Ärzte Zeitung, 29.11.2010

Aktien bringen den Aufschwung ins Depot

Nach dem Super-Konjunkturjahr 2010 wird die deutsche Wirtschaft auch im nächsten Jahr stärker wachsen als die der meisten anderen Industrienationen. Davon werden vor allem Aktien aus zyklischen Branchen wie dem Maschinenbau und der Chemie profitieren.

Von Frank Mahlmeister

Aktien bringen den Aufschwung ins Depot

Die Krise scheint vorbei zu sein. Es geht wieder bergauf.

© imageteam / fotolia.com

Die deutsche Wirtschaft erlebt 2010 einen Konjunkturaufschwung wie ihn die Bundesrepublik seit dem Wiedervereinigungsboom Anfang der 1990er Jahre nicht mehr gekannt hat. Angetrieben von einer wieder erstarkten Weltkonjunktur läuft der Exportmotor auf Hochtouren.

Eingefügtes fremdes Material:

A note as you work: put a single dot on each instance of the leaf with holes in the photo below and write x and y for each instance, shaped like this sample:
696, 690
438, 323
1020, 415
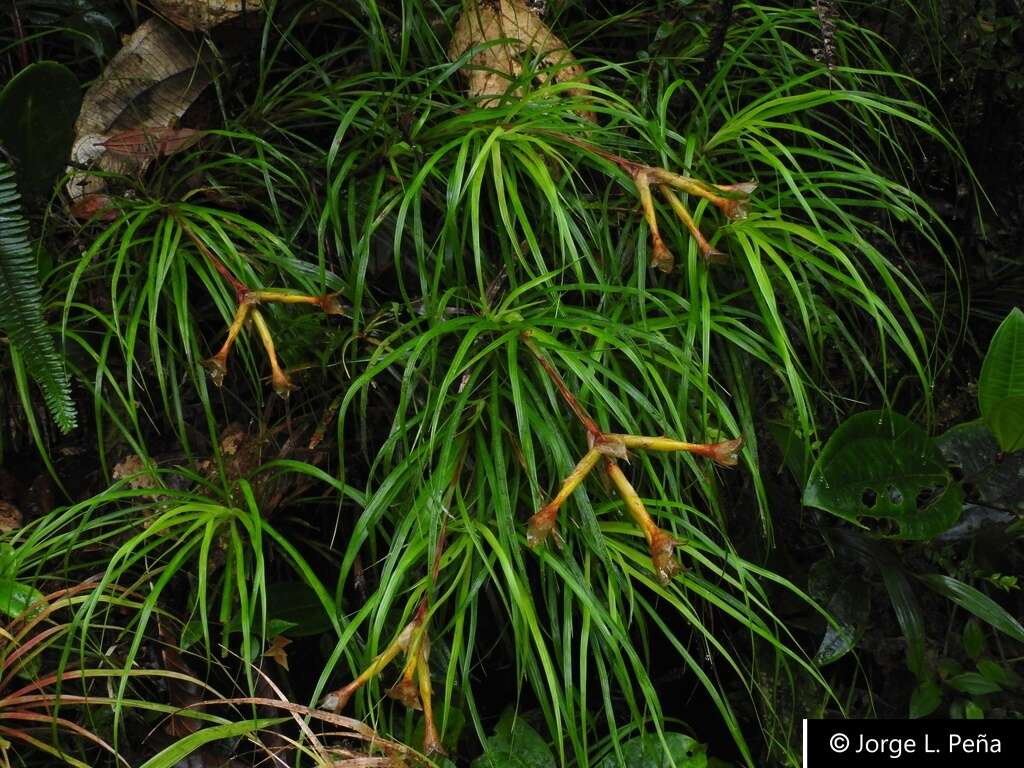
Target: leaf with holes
886, 474
1000, 388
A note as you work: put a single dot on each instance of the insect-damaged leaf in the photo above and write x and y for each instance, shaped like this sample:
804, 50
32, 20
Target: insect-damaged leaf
502, 34
151, 83
884, 472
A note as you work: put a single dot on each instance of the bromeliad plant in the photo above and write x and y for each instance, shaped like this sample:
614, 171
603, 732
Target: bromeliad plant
606, 449
460, 228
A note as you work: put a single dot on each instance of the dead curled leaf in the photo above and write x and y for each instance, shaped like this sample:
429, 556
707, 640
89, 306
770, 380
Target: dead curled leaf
513, 30
204, 14
128, 114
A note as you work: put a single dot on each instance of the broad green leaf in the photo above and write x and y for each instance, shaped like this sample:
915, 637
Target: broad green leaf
925, 699
649, 752
177, 752
976, 602
1006, 419
38, 109
1000, 387
884, 472
973, 639
847, 598
15, 597
1001, 676
973, 683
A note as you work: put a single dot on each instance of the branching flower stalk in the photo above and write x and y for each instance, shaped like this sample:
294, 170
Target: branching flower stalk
731, 200
413, 688
248, 301
610, 448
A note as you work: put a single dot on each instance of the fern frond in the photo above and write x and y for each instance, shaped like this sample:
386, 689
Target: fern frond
22, 305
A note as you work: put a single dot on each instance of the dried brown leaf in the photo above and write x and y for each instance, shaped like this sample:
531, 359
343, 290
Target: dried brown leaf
204, 14
144, 89
276, 650
520, 31
152, 142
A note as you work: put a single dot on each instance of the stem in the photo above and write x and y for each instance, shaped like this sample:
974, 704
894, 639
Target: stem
707, 250
589, 424
543, 523
282, 385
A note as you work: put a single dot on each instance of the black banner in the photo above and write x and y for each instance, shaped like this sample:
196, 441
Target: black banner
912, 743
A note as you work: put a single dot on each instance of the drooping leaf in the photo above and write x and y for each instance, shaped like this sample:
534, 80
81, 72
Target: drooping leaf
648, 752
884, 472
1000, 387
22, 306
177, 752
976, 602
144, 89
38, 109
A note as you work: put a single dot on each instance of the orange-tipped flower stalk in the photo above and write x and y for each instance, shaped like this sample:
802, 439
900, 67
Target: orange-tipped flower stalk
431, 739
709, 252
542, 523
660, 256
217, 366
659, 543
725, 454
282, 384
336, 700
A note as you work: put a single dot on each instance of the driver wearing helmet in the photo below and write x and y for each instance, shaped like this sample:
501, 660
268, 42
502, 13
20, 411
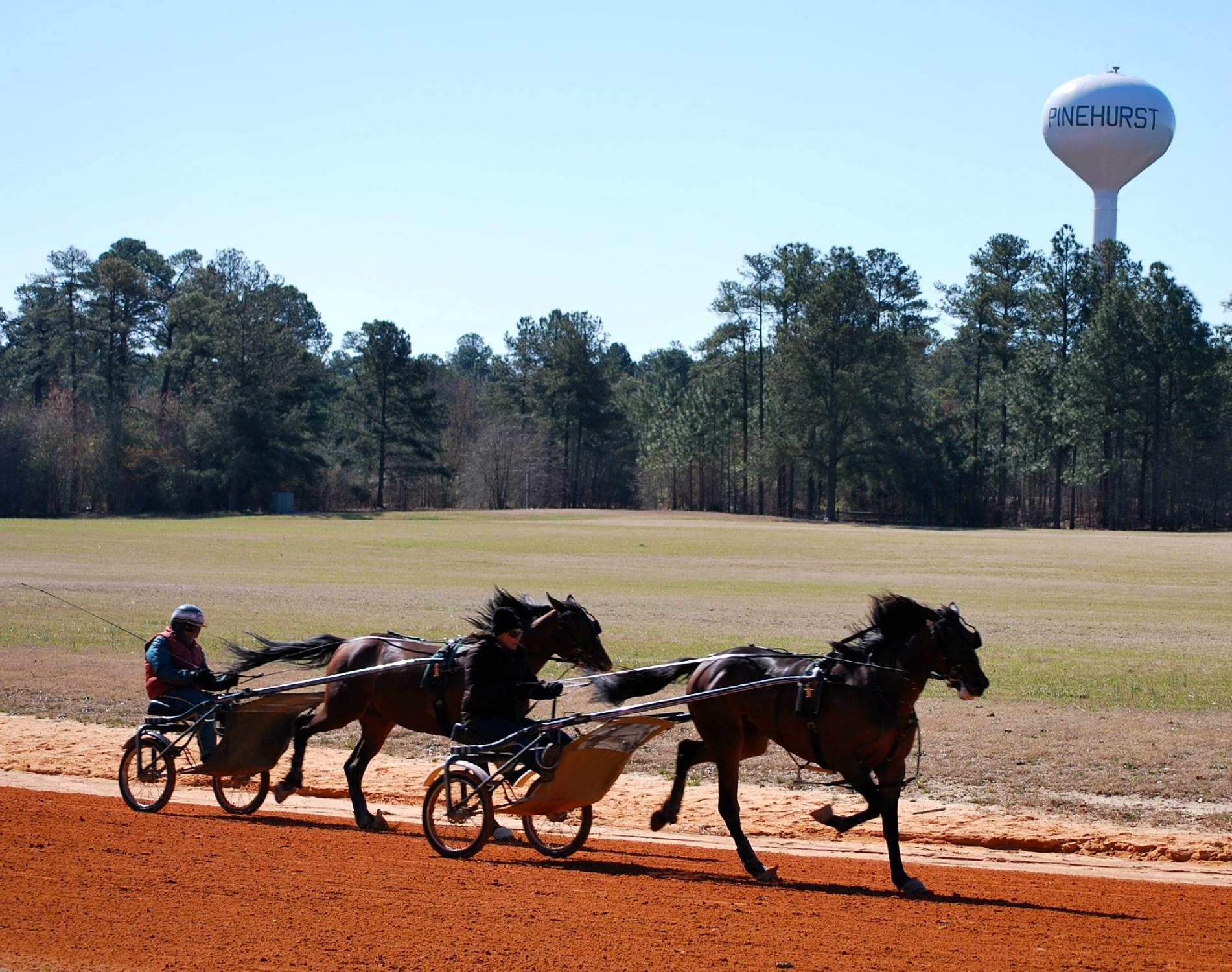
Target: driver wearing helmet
176, 674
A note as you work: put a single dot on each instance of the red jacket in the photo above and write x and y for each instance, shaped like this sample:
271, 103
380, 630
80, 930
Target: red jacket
187, 653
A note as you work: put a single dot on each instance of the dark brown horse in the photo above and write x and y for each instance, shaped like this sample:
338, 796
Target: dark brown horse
559, 630
863, 723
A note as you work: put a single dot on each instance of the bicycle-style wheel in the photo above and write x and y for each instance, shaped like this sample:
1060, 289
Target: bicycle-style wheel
242, 794
557, 835
147, 776
462, 831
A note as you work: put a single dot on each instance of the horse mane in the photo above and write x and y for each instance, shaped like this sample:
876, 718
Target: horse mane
892, 619
522, 604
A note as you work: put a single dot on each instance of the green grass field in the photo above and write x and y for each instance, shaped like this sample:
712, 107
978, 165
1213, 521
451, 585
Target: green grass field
1100, 619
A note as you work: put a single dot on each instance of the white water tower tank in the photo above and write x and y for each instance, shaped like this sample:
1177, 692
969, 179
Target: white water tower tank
1108, 128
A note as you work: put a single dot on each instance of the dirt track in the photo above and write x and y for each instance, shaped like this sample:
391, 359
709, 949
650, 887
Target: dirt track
91, 885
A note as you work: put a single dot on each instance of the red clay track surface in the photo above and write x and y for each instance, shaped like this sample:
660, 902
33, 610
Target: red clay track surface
87, 884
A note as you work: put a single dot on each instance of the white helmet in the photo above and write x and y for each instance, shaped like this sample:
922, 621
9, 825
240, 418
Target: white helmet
190, 614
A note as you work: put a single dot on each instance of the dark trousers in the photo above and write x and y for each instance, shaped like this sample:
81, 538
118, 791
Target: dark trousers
181, 700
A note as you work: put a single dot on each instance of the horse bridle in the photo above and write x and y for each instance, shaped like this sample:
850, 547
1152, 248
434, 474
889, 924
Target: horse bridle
953, 678
579, 648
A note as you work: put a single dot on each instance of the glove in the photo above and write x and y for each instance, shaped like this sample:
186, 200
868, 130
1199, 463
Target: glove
226, 680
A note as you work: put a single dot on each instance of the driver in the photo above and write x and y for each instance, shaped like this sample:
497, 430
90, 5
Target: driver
499, 680
176, 675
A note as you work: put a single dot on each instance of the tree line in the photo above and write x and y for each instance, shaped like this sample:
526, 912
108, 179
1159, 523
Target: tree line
1073, 388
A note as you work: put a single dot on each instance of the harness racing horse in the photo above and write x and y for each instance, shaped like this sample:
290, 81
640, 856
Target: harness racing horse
863, 724
561, 630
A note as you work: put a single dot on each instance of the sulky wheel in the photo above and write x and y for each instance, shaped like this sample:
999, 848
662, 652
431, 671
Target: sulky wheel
147, 776
242, 794
461, 832
557, 835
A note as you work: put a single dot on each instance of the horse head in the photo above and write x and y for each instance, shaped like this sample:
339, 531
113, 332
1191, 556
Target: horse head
581, 630
955, 643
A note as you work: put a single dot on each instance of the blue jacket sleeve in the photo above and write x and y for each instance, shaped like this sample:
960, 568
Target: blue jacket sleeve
167, 665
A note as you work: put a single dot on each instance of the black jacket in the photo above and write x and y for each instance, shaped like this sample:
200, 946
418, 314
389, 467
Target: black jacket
498, 682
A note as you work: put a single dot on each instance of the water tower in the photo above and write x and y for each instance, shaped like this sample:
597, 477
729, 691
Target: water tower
1108, 128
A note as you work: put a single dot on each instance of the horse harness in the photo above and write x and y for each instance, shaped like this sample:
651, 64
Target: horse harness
809, 704
441, 671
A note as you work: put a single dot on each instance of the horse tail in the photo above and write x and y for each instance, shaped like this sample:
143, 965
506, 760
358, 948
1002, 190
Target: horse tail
637, 682
311, 652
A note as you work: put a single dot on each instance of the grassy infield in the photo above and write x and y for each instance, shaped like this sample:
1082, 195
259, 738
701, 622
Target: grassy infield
1103, 620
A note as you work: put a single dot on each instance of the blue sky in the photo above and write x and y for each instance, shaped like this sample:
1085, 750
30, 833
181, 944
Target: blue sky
455, 167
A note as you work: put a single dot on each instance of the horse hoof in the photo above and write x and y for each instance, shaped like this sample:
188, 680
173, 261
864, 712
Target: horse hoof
823, 815
376, 824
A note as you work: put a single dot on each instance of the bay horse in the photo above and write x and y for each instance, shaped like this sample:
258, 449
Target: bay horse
557, 630
861, 726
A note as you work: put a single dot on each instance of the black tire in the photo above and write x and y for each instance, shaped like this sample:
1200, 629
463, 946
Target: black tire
557, 835
147, 789
242, 794
472, 822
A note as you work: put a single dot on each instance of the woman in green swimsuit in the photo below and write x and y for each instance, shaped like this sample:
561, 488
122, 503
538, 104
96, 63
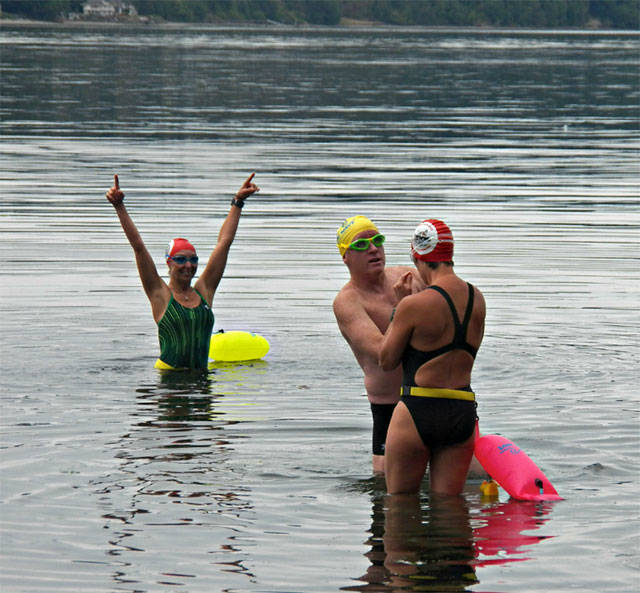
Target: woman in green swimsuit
183, 312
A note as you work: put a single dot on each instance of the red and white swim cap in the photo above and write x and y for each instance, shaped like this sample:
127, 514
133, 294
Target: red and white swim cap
179, 244
432, 241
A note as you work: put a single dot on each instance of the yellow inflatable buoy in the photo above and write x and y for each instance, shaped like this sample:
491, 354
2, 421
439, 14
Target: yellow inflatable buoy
237, 346
489, 488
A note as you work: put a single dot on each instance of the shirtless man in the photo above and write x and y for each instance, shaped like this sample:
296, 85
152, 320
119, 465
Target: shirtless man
363, 309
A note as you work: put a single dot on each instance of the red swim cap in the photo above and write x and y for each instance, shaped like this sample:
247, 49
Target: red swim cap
432, 241
179, 244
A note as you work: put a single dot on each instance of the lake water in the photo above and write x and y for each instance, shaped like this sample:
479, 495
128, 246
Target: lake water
256, 478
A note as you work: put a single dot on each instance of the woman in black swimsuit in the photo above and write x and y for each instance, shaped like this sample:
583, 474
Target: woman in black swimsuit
435, 334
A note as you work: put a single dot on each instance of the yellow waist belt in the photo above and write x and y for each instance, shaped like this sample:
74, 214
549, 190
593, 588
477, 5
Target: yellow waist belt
438, 392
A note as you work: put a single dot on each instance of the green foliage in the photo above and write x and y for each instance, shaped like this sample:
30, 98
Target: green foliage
616, 14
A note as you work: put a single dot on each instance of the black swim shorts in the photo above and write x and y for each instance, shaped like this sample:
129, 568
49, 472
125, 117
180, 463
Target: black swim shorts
381, 417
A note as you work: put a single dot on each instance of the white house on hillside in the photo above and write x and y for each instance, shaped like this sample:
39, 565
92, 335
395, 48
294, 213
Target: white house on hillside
108, 8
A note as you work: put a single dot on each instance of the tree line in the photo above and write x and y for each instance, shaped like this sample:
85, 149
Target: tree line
614, 14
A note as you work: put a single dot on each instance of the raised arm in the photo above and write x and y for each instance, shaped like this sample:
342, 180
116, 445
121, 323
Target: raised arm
154, 287
208, 281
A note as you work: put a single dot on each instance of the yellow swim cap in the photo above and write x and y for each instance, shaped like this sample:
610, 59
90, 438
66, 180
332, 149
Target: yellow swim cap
350, 228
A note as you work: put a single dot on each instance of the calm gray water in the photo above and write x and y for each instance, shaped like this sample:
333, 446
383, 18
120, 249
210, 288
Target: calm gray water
256, 478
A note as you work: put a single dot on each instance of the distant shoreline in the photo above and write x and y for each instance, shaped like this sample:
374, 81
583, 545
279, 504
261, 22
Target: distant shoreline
344, 24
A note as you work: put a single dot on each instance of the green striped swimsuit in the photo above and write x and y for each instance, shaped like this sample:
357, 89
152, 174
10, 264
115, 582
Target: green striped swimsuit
185, 335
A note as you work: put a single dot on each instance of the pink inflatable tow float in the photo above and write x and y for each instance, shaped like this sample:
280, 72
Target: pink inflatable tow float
512, 468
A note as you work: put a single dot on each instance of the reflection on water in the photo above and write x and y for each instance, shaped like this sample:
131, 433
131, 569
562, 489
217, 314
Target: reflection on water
436, 543
525, 142
177, 454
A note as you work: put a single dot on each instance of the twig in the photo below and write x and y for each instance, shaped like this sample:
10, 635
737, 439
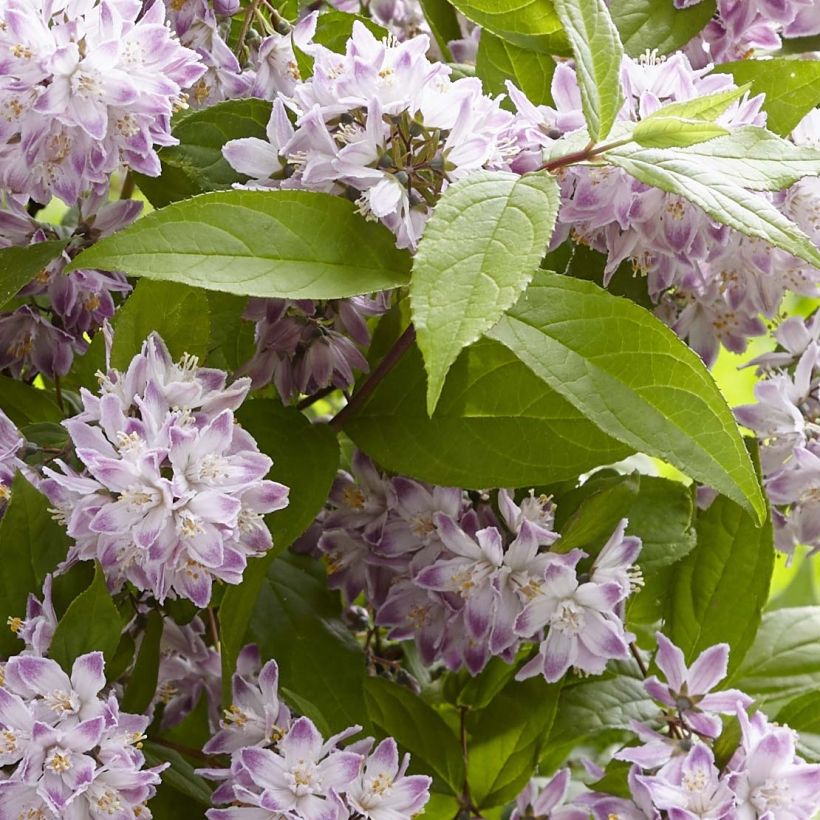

Doch auch die vornehmlich von angelsächsischen Volkswirten als notorisch schwachbrüstig geschmähte Binnennachfrage leistet mit einem Anteil von mehr als 50 Prozent diesmal einen starken Wachstumsbeitrag. Dennoch trauen die meisten Konjunktur-Auguren dem deutschen "Wirtschaftswunder 2.0" mit Blick auf 2011 noch immer nicht so recht.

Die Wachstumsschwäche in den USA, der Sparkurs in der Eurozone und die Bremsmanöver der chinesischen Regierung nähren Zweifel, ob die exportlastige deutsche Wirtschaft auch 2011 ihren Wachstumskurs fortsetzen kann. Hinzu kommen die Unsicherheiten durch die europäische Staatsschuldenkrise, die immer wieder für Turbulenzen an den Kapitalmärkten sorgt.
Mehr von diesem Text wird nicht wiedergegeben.